I walked away from that last session with my first-ever therapist feeling really happy that I'd had the luck to be given someone to talk to for a few months who could provide me with just the right perceptiveness, just the right tone and just the right perspective to make me feel safe and actually let the counseling take me somewhere good. And even though I cried to myself and wished that the person I'd spent months detailing my past to could be my best friend and confidante, it was a good kind of crying. Because unlike losing people in the past, this was leaving behind someone whose presence was nothing but good, but whose absence might even empower me to be stronger.

That isn't to say that I'm happy about not getting to meet with my therapist again. In my heart, I do wish that this could continue and I'd never have to stop, just so I could retain the feeling of comfort that I felt after leaving each appointment. And if permitted, I would certainly keep in contact however possible.

The reason, though, that I wrote at the beginning of this blog how this is a feeling some people just might not understand is that it's a really strangely bittersweet experience. I'm leaving behind someone who has made the most positive impact on my life as of late, and the emotions around that are two-fold. They're positive in that I'm glad that I can even say I've had a good experience, and they're negative in that I don't know that I'm fully ready to move on. Losing anyone is something I have and will continue to struggle with for the rest of my life.

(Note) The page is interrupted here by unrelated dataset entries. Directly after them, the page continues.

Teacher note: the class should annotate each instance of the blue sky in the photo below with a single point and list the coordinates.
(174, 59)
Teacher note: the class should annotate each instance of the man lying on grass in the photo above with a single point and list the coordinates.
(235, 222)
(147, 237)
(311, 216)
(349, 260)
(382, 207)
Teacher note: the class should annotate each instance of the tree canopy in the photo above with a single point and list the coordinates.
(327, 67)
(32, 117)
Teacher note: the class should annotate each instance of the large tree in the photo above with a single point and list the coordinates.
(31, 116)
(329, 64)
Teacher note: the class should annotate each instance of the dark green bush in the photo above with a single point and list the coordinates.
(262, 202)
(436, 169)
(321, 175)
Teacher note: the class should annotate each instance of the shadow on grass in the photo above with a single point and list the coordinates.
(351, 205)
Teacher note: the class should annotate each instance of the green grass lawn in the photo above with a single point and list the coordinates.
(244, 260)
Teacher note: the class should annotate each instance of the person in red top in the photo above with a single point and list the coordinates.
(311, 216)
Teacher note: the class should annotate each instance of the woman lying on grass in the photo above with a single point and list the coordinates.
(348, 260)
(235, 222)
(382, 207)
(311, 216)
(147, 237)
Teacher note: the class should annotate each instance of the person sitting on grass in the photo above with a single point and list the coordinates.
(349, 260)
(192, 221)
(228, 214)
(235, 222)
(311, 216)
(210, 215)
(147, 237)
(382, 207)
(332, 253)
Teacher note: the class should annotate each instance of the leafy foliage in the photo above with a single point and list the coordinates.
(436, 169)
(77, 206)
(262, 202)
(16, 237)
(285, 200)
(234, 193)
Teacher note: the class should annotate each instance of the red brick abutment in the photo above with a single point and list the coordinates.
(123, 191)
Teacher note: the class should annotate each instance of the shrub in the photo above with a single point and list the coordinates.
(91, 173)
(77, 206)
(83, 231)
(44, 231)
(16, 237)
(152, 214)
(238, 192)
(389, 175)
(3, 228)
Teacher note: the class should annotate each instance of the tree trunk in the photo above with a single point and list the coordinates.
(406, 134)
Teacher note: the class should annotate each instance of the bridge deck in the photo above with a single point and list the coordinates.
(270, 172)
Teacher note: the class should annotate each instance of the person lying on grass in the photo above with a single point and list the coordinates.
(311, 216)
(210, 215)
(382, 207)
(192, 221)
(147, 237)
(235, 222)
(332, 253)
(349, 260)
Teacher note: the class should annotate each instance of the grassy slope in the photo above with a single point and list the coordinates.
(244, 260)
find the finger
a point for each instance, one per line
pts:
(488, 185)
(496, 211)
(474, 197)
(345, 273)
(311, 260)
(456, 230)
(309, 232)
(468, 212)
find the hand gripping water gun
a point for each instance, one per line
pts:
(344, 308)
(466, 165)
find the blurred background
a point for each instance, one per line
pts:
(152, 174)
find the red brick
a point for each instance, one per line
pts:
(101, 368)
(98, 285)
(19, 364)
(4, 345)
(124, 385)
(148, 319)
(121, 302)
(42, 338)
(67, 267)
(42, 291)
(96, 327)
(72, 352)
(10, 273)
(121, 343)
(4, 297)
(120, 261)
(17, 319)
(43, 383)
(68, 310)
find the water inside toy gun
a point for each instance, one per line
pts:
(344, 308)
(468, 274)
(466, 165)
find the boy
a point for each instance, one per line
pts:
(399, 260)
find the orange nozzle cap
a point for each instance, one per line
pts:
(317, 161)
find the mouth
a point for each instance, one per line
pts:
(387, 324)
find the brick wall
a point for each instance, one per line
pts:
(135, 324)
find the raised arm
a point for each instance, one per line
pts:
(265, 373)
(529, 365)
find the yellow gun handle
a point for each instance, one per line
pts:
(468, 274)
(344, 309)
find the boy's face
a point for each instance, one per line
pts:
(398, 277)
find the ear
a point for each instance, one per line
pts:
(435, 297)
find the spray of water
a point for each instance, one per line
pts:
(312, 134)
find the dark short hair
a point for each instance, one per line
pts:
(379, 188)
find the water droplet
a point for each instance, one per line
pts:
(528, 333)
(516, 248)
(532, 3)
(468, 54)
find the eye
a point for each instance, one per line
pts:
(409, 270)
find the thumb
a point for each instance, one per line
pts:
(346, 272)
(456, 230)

So maybe you've felt how I feel, or maybe you haven't, but what anyone can understand is how wonderful it is to know that there's someone you can trust in the world - someone who respects you and listens to you and will give you their honest opinion in a way that never makes you feel trivialized or stupid.

That's what a therapist should be. That's what a friend should be too. And I feel like I had a friend in my therapist, even if it was only for a short time. So this is my thank you to her. Your presence in my life has been indispensable and I'm sad to have to do so now.